The author argues that the fusing of the political, physical, digital and biological worlds will have a transformative impact on all facets of human existence. This will range from the way we live our lives, the manner in which we will work, the reconfiguration of economic models, the products we sell and even, how long we will choose to live.
The author outlines the drivers of this revolution and cautions the business readers to “get on board” as we are “already reaching an inflection point in [technological] development as they build on and amplify each other in a fusion of technologies”. In an appendix he conveniently lists what are termed 23 “Deep Shift” technologies; those must likely to impact the way we live. This list is headed up by implantable technologies, courtesy of nanotechnological developments; the widespread use of digital currencies such as Bitcoin, driven by Blockchain developments; and the surreal prediction that neurotechnology will allow for humans to have artificial memories implanted in their brains.
Of course, all of the above can not happen without society acquiescing (or one would hope so). The author does discuss how the revolution will throw up challenges on all fronts as to the ethics, morality and legality of many of the putative changes. He warns that society will be in a state of rapid change as the fusion of technologies will create an exponential growth that will make this revolution a much shorter and deeper period of impact that the societal revolutions than mankind has ever before experienced. Throughout the book Schwab posits a benign view on the power of the Fourth Industrial Revolution. He argues that its power can be used for good if harnessed by careful, democratic control by “good leaders” and “decision makers”. Of course the obverse is also a possibility, although the author does not discuss that likelihood.
The challenge to societies’ leaders will be to learn how to harness for good the changes, but controlling and curtailing them when they venture in to possible unethical or illegal terrain  (as experienced  already with the whole hoovering up of people’s data for selling on to others).
Schwab sets this revolution in a historical context referring to the previous societal upheavals such as the industrial revolution. Each revolution did a lot to transform society, and not always for the better.
The first revolution was 1760-1840 and was triggered by the construction of railroads and development of steam power. It heralded the beginning of the mechanical age. The second started in the late 19th century and was the beginning of mass production, factory workplaces, the production line and mass employment in often poor conditions. The third, and most recent, was caused by the Digital Age. The development of semiconductors, mainframe computing and the emergence of personal computing harnessing the internet.
The author concedes that there are those who argue that what he heralds as a fourth revolution is no more than the outworking of a more advanced part of the third industrial revolution. Schwab holds his ground and says the fourth industrial revolution began in 2000 when technologies began to converge, Artificial Intelligence became a reality and robotics made huge advancements. He also argues that the ubiquity of small, integrated technology available to all at low cost, plus the conquering of the language barrier through the use of machine translation, has made the global market available to all who choose to exploit it.

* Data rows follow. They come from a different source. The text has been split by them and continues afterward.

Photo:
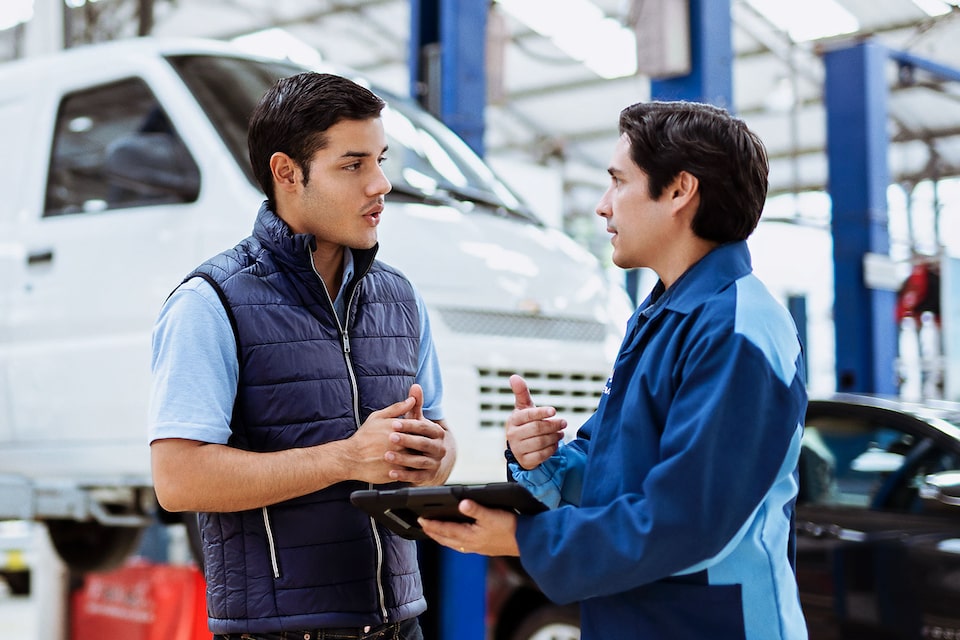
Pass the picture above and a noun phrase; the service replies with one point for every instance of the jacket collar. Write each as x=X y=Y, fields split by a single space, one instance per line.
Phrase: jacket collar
x=713 y=272
x=297 y=249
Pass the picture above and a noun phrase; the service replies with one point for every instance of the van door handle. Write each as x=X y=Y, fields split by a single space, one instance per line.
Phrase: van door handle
x=43 y=256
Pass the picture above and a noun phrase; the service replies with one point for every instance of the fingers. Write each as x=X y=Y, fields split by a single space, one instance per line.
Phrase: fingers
x=416 y=392
x=521 y=393
x=397 y=409
x=492 y=533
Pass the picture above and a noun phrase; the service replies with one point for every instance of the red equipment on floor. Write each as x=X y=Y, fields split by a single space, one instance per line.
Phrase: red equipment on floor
x=141 y=601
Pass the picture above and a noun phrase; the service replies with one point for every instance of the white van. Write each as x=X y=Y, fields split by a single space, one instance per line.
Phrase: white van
x=124 y=166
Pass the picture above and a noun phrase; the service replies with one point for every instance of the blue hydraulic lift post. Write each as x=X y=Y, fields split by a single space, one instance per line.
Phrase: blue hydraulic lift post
x=855 y=97
x=447 y=63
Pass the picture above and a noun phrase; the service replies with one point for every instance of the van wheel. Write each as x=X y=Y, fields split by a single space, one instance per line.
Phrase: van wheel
x=91 y=546
x=550 y=622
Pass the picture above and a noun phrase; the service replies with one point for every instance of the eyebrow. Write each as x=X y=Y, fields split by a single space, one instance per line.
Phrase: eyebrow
x=362 y=154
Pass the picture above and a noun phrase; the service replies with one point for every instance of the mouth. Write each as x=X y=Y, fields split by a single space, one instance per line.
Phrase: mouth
x=373 y=215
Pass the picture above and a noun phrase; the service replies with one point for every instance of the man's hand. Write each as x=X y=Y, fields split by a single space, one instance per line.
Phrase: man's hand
x=534 y=433
x=493 y=534
x=423 y=451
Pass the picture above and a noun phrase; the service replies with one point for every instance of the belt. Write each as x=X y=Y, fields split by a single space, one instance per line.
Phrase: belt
x=369 y=632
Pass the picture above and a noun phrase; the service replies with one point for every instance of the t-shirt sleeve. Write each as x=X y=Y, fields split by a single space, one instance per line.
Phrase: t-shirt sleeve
x=428 y=368
x=195 y=367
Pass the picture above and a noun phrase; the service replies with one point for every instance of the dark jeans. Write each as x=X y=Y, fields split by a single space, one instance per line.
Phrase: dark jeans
x=406 y=630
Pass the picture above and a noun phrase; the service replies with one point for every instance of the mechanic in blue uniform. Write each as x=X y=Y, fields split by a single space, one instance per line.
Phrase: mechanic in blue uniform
x=291 y=370
x=673 y=509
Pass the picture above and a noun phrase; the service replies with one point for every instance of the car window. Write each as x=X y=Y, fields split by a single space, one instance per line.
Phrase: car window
x=859 y=462
x=114 y=147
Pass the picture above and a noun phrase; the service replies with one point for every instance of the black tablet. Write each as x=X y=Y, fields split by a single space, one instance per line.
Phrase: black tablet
x=398 y=509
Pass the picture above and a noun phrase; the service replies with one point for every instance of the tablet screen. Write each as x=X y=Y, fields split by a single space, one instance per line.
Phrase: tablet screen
x=398 y=509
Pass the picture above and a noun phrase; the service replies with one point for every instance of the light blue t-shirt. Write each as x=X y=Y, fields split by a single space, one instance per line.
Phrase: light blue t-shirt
x=195 y=367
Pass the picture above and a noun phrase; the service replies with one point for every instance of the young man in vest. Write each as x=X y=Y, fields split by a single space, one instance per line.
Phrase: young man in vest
x=292 y=370
x=673 y=509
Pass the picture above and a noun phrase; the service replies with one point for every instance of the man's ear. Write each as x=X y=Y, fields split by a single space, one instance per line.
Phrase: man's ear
x=286 y=173
x=684 y=187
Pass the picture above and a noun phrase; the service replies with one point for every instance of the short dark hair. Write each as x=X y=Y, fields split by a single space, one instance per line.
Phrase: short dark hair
x=728 y=159
x=294 y=115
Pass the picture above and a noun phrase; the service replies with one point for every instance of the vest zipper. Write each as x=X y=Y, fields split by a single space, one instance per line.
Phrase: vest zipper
x=271 y=544
x=348 y=359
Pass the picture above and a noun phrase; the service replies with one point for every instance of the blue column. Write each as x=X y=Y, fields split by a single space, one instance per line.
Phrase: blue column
x=448 y=76
x=711 y=55
x=855 y=97
x=448 y=63
x=462 y=601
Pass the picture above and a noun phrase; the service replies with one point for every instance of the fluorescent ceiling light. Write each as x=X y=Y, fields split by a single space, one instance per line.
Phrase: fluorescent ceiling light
x=933 y=7
x=807 y=20
x=14 y=12
x=581 y=30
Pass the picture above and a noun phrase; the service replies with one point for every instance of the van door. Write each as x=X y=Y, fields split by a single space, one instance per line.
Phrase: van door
x=115 y=228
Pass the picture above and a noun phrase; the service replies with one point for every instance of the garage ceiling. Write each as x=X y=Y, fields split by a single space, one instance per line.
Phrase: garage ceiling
x=547 y=108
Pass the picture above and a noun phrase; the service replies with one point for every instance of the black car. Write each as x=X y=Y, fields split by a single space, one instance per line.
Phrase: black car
x=878 y=519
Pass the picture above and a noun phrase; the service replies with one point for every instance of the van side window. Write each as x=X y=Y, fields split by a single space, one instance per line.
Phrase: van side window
x=114 y=147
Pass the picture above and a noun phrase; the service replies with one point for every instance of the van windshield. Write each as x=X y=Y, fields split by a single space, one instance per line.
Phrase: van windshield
x=427 y=160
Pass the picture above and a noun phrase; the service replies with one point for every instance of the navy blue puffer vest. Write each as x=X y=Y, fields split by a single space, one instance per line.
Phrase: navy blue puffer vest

Disappointingly, for a book that deals with such a diverse range of concepts and technologies, it lacks an index. This was probably the result of the book having been the product of the compiling of a series of papers originally written for other forums. The book is heavy on jargon and management speak.
It is, nonetheless, a slim volume that is fairly accesible to the average reader. Schwab leaves you in no doubt that the Fourth Industrial Revolution is capable of creating a dystopian world of cloud power, AI, implanted brains and robots. The question – which Schwab hints at rather than elucidates on, is whether we as humans should meekly adapt to all technology, or whether as a society we say: “hold on; thus far and no further, thank you.”